The Problem with Ports

ImageThe player’s hapless tank/metal slug in the clutches of Metal Slug 3’s final boss, Rootmars.

Earlier today, a friend linked me this page:

http://store.steampowered.com/app/250180

As it turns out, Metal Slug 3 is finally coming to Steam (it had been in the registry since last year, so it wasn’t a complete surprise). Those who grew up in the last 10-30 years might fondly remember the Metal Slug series a prime quarter muncher, inhabiting bowling alleys, family pizza joints, arcades, Mexican neighborhood laundromats, and countless other locales even to this day. It’s one of the most – if not THE most – well-known Neo Geo titles behind Puzzle Bobble/Bust-a-Move, and to not have at least seen it once while growing up in the United States would raise a few eyebrows among anyone who spent any amount of times wasting weekly allowances on those darn video games.
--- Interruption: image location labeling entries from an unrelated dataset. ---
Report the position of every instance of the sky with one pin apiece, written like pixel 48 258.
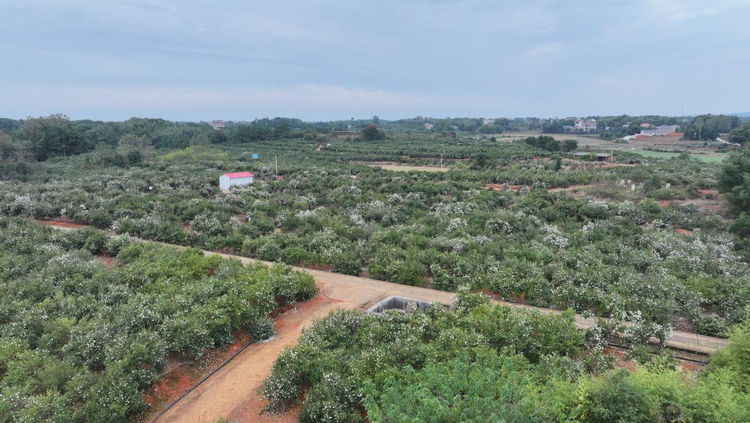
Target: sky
pixel 193 60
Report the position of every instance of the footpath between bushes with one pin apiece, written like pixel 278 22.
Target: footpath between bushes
pixel 232 392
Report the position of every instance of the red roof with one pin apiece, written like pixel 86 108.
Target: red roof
pixel 239 175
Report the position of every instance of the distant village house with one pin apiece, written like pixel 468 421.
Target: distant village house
pixel 667 129
pixel 236 179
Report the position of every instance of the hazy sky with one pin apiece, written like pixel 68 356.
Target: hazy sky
pixel 323 60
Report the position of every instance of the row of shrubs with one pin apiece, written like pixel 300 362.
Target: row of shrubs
pixel 82 342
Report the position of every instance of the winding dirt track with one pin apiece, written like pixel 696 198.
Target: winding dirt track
pixel 232 392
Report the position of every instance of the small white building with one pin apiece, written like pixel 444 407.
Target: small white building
pixel 585 125
pixel 667 129
pixel 229 180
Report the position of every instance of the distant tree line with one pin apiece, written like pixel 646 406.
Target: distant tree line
pixel 709 127
pixel 550 144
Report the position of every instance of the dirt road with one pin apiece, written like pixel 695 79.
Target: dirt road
pixel 232 392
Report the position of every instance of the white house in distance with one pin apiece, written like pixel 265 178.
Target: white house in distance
pixel 229 180
pixel 585 125
pixel 667 129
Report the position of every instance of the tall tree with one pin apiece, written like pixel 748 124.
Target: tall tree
pixel 734 179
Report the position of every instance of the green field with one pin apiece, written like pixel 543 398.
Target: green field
pixel 663 155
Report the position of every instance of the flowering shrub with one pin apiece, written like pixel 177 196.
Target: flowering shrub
pixel 93 339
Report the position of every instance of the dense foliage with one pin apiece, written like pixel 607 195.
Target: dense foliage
pixel 734 180
pixel 600 253
pixel 479 362
pixel 81 342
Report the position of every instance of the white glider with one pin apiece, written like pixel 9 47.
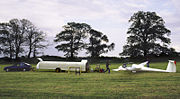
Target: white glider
pixel 140 67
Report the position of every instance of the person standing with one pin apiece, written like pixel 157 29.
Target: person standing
pixel 107 66
pixel 148 62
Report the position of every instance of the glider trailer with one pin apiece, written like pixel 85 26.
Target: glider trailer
pixel 59 66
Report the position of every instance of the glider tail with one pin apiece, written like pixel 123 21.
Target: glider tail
pixel 171 66
pixel 40 59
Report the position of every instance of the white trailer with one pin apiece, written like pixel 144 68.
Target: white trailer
pixel 62 65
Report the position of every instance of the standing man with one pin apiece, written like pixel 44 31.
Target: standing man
pixel 107 66
pixel 148 62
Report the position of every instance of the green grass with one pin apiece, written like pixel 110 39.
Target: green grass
pixel 48 84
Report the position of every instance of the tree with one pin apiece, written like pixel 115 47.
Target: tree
pixel 71 39
pixel 33 37
pixel 97 43
pixel 147 35
pixel 18 30
pixel 17 35
pixel 39 37
pixel 6 40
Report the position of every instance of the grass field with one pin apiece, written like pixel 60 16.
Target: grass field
pixel 49 84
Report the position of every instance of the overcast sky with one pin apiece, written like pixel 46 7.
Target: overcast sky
pixel 108 16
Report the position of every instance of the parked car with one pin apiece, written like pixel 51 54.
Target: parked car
pixel 18 67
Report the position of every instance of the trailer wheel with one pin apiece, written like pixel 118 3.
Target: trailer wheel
pixel 58 70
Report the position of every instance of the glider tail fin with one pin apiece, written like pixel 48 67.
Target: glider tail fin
pixel 171 66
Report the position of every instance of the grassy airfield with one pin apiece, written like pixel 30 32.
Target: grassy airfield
pixel 123 84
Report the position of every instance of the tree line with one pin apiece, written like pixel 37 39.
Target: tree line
pixel 19 37
pixel 147 35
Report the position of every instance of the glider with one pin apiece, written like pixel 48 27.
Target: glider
pixel 140 67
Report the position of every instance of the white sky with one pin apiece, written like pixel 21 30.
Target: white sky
pixel 108 16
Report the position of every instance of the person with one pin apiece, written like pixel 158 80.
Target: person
pixel 148 62
pixel 107 66
pixel 124 65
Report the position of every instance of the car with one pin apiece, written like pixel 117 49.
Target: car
pixel 22 66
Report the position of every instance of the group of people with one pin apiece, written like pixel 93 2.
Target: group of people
pixel 124 65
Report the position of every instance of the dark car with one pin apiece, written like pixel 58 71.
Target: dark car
pixel 18 67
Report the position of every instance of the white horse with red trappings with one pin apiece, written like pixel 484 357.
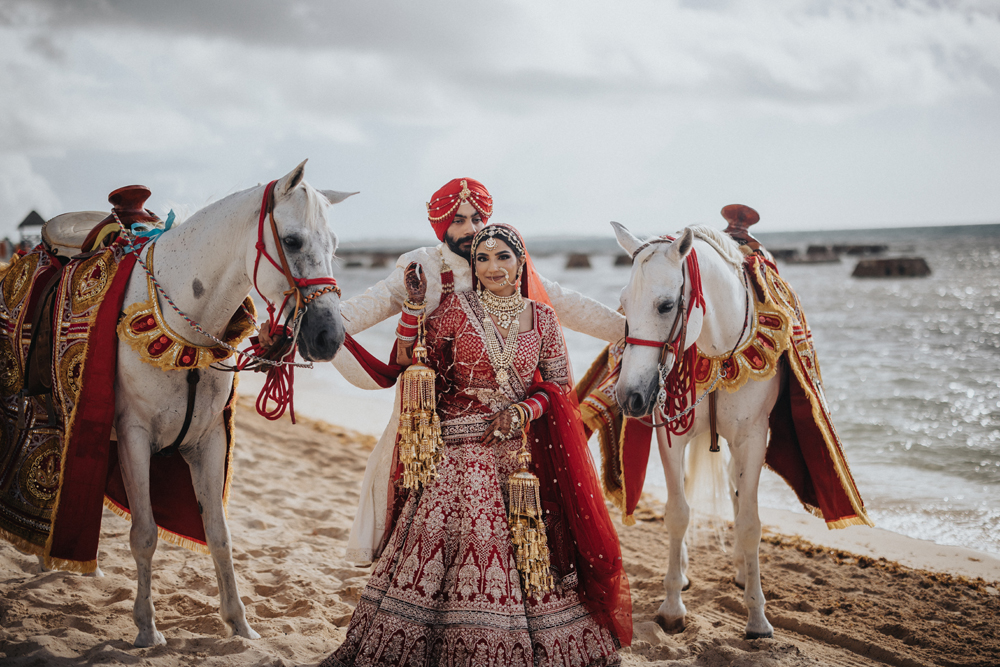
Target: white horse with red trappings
pixel 650 302
pixel 207 267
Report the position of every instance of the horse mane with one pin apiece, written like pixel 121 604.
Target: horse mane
pixel 721 242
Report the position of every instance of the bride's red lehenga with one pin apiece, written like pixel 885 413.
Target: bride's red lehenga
pixel 446 589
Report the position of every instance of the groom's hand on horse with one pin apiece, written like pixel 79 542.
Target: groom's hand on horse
pixel 416 283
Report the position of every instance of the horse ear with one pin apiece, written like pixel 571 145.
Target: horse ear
pixel 680 248
pixel 336 197
pixel 291 180
pixel 626 239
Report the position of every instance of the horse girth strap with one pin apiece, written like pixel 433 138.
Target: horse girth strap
pixel 713 420
pixel 193 377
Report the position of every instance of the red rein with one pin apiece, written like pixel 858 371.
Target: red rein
pixel 278 386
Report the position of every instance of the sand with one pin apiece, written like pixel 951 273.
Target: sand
pixel 872 598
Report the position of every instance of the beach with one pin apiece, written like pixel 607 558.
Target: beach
pixel 853 597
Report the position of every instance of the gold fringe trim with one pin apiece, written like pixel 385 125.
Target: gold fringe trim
pixel 163 533
pixel 849 521
pixel 839 460
pixel 240 326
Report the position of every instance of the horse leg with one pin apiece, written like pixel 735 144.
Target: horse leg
pixel 207 461
pixel 749 456
pixel 677 515
pixel 134 455
pixel 738 558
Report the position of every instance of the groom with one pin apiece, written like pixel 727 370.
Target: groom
pixel 456 212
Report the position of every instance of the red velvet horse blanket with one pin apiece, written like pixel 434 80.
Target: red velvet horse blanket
pixel 803 448
pixel 58 470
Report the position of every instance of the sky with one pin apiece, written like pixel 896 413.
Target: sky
pixel 819 114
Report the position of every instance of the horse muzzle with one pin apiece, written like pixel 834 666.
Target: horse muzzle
pixel 637 400
pixel 322 331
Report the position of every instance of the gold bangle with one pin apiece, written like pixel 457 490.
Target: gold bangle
pixel 415 306
pixel 522 416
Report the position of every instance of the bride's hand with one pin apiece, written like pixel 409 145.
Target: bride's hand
pixel 503 423
pixel 416 283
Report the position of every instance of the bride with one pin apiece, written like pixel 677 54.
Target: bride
pixel 451 586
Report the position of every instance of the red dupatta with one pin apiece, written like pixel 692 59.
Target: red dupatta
pixel 581 535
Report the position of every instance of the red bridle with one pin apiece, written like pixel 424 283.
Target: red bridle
pixel 295 284
pixel 674 342
pixel 280 378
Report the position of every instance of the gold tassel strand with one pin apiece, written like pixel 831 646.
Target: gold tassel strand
pixel 420 445
pixel 527 524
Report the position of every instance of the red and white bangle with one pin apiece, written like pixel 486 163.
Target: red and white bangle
pixel 536 404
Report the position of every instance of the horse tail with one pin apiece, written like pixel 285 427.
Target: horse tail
pixel 706 485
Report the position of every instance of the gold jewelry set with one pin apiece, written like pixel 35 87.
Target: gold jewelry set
pixel 501 352
pixel 505 308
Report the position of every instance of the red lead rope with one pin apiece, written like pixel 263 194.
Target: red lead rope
pixel 278 386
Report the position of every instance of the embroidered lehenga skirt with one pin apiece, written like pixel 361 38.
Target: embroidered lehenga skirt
pixel 446 589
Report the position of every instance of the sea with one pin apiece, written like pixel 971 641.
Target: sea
pixel 911 368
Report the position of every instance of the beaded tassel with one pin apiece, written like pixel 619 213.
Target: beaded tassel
pixel 420 445
pixel 527 526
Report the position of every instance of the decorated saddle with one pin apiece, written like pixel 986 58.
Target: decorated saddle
pixel 59 334
pixel 803 448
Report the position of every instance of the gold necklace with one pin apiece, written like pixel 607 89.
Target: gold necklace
pixel 505 308
pixel 501 352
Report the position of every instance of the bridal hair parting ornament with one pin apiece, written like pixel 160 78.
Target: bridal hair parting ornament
pixel 527 524
pixel 420 444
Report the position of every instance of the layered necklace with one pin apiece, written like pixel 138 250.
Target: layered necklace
pixel 506 309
Metal Slug 3 is often regarded as the best (and sometimes the hardest, which is an accomplishment considering how unforgiving the games are) in the series, so its re-re-re-release to the PC audience should come as a pleasant reminder of days gone by.

Except that the PC audience already has other ways of playing the game.

One bit of tech that PCs have over consoles is access to emulators. By booting up the ROM image of a specific game on a program that emulates the desired console or platform, a user can play it for free. Other users hack ROMs to alter the base game to fit their own desires or to find out more about the underlying game mechanics, known as, well, ROM hacking. MAME, which emulates arcade games ranging from the CPSes to Neo Geo games and just about anything else, is widely considered to be the best in its field. This means emulating closest to the original framerates of the games they play. For people new to emulation, “obtaining” ROMs lies in a very muddy legal territory, so you’re on your own for that. Keep in mind that I’m not decrying emulation, it’s just necessary to be knowledgable about the gray areas of doing so.

With that aside, a quick look at that Steam store page states that both SNK and a company called DotEmu are developing it. I hadn’t heard of DotEmu until today, but looking at their official website and their Wikipedia page shows that they are a French porting company mostly known for their phone games.

Digging a bit deeper, DotEmu also ported a collection of the Raiden series of SHMUPs (shoot-em-ups, like Galaga) to the PC. It can be found here at GOG. A quote in the comments section caught my eye:

“When PC gamers have the option of playing these games for free via MAME, the developer really needed to go the extra mile to make this an attractive purchase.”

Something dawned on me. This is the biggest issue with arcade game ports that have been cropping up recently, with Iron Galaxy’s ports of games like Street Fighter 3: third Strike, Vampire Savior, and DnD: Shadow Over Mystara among them. MAME is already an excellent emulator; what can SNK and these porting companies offer to outdo a free (and highly suspect) service that replicates gaming experiences more accurately than anything else out there? Therefore, game developers need to be able to offer better services than what emulators already offer. These include

• Better netcode. Playing by yourself is alright, but killing and dying to hordes of aliens with a friend is even better. You don’t want shaky connection to mess with that. MAME does have online capabilities, but including online play right out of the proverbial box would be a lot more intuitive for the average player.

• A better UI. For some reason, a lot of recent ports have worse interfaces. Capcom’s recent JoJo’s Bizarre Adventure PS3/XBOX360 port comes to mind. It’s also a sloppy port in general that’s not even accurate to the original game mechanics, but that’s another topic entirely.

• Scripting capabilities.

And probably many more features I can’t think of at the moment. For now, these could serve as  very basic guidelines for future PC porting projects. To me, it’s something for big companies to keep in mind when attempting to reach out to a new audience. Sure, you might rope in a few nostalgics who are unaware of emulation. But emulation is no underground service, and anyone who has access to the Internet has access to it. To reel in the rest, developers must think of how they can offer a better (and it doesn’t have to be a much bigger) product to catch the eye of the emulation scene.